Just two months ago OpenSSL took a huge blow announcing the Heartbleed bug, that allowed attackers to extract private keys from servers and decrypt data such as passwords, credit cards, social security numbers, amongst several other highly sensitive credentials.

Once again the OpenSSL foundation has issued a security update that will patch six new vulnerabilities, two of the patches are critical.

One of the two critical vulnerabilities (CVE-2014-0224) inside OpenSSL is “CSS Injection“, a vulnerability that resides in ChangeCipherSpec (CCS) requests sent during the handshake, the vulnerability could allow an attacker to perform a man-in-the-middle attack against the encrypted connections of a server and client.

Exploitation of the vulnerability would mean an attacker could hijack encrypted connections and decrypt them, meaning attackers could read and abuse the data. Reports of the flaw say the vulnerability is only exploitable if both the server and client are vulnerable to the issue.

Stated by the OpenSSL advisory, “An attacker using a carefully crafted handshake can force the use of weak keying material in OpenSSL SSL/TLS clients and servers.” All versions of OpenSSL are vulnerable on the client side. Only versions 1.0.1 and above are known to be vulnerable on the servers side. VPN providers who offer SSL connections are believed to be susceptible to the vulnerability.

The OpenSSL CSS injection vulnerability was discovered by Japanese security researcher, Masashi Kikuchi, from Lepidum security firm. According to Kikuchi, the bug has existed since the very first release of OpenSSL.

The second critical vulnerability is the DTLS invalid fragment vulnerability (CVE-2014-0195). Sending invalid DTLS fragments to an OpenSSL DTLS client or server is reported to lead to a buffer overrun attack. The bug was marked as a critical vulnerability.

The third vulnerability of the six is DTLS recursion flaw (CVE-2014-0221). This vulnerability allows a remote attacker can send an invalid Datagram Transport Layer Security (DTLS) handshake to an OpenSSL DTLS client, this will force the code to recurse eventually crashing in a Denial of Service attack. The attack is limited to applications using OpenSSL as a DTLS client.

DTLS is mainly utilized in VoIP and other sets of communications. Chrome and FireFox web browsers also support DTLS for Web Real-Time Communication (WebRTC) for peer-to-peer file sharing and VoIP calls and video chats.

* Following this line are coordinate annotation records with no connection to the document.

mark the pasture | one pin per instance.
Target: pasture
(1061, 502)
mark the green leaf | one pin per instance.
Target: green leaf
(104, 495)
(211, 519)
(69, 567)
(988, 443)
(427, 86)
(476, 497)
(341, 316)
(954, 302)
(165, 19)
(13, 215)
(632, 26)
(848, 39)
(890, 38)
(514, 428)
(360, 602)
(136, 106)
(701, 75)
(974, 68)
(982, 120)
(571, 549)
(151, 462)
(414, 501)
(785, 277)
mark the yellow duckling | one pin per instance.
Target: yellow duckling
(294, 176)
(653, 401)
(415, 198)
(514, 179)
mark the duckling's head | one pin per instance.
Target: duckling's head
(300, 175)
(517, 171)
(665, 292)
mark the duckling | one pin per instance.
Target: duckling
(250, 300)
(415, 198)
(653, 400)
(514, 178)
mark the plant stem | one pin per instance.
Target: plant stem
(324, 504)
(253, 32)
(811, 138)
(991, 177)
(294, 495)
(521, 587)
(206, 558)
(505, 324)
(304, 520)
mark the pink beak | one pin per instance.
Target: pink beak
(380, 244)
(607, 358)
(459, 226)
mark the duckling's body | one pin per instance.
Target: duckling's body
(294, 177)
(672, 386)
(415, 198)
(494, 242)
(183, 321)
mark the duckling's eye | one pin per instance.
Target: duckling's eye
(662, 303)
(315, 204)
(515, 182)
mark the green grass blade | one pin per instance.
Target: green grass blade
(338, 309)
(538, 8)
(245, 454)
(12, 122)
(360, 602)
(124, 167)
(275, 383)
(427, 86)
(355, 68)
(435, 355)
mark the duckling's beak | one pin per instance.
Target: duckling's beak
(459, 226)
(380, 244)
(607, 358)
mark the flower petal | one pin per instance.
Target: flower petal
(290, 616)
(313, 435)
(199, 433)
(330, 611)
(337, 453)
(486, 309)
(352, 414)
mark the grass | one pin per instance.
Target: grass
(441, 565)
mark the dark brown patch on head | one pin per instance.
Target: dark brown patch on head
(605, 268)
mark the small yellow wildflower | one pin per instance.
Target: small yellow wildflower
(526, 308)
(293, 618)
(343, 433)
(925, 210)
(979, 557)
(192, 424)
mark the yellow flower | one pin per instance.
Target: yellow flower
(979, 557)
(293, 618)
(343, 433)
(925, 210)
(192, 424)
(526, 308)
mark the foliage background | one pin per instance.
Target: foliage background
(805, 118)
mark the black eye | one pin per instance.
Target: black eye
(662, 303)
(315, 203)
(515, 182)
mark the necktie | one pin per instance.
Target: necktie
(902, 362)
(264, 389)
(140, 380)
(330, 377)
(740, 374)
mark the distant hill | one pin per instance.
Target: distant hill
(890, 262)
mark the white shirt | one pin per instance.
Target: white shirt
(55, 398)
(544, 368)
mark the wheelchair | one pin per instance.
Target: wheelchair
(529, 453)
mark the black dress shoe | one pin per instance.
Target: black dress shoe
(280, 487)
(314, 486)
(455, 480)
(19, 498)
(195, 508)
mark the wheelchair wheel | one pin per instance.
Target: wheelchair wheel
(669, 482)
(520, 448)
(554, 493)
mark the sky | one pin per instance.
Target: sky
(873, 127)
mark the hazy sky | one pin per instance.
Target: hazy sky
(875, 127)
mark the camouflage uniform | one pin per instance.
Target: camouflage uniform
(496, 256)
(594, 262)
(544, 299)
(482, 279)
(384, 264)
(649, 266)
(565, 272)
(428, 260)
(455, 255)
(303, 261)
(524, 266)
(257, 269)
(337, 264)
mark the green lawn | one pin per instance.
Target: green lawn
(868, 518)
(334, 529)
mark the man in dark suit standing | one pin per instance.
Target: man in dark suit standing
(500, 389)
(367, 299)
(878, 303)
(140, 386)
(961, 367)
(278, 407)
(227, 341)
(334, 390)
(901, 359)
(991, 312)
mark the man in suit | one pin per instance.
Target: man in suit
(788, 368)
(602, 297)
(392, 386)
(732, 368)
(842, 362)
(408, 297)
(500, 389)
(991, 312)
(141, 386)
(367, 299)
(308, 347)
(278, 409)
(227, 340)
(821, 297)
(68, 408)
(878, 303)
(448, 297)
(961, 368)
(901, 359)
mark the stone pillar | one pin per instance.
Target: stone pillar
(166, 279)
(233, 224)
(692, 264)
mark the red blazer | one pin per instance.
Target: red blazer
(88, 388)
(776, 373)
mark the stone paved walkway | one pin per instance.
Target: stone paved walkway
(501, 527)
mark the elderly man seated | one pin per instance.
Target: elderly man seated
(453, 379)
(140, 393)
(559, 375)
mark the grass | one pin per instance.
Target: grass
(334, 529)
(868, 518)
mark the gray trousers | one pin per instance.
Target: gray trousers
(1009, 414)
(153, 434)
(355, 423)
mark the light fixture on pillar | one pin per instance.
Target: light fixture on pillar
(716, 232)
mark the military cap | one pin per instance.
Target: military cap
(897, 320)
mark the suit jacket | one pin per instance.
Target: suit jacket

Other important OpenSSL vulnerabilities uncovered were:

SSL_MODE_RELEASE_BUFFERS NULL pointer dereference (CVE-2014-0198), this allows remote attackers to cause a denial of service via a NULL pointer dereference.

SSL_MODE_RELEASE_BUFFERS session injection or denial of service (CVE-2010-5298), allows remote attackers to inject data across sessions or cause a denial of service attack.

Anonymous ECDH denial of service (CVE-2014-3470), OpenSSL TLS clients enabling anonymous ECDH ciphersuites are subject to a denial of service attack.

Positive news regarding the vulnerabilities is that none were as severe as the Heartbleed bug. Patched versions of OpenSSL 0.9.8za, 1.0.0m and 1.0.1h are available for download. OpenSSL foundation urges its users to update their software right away.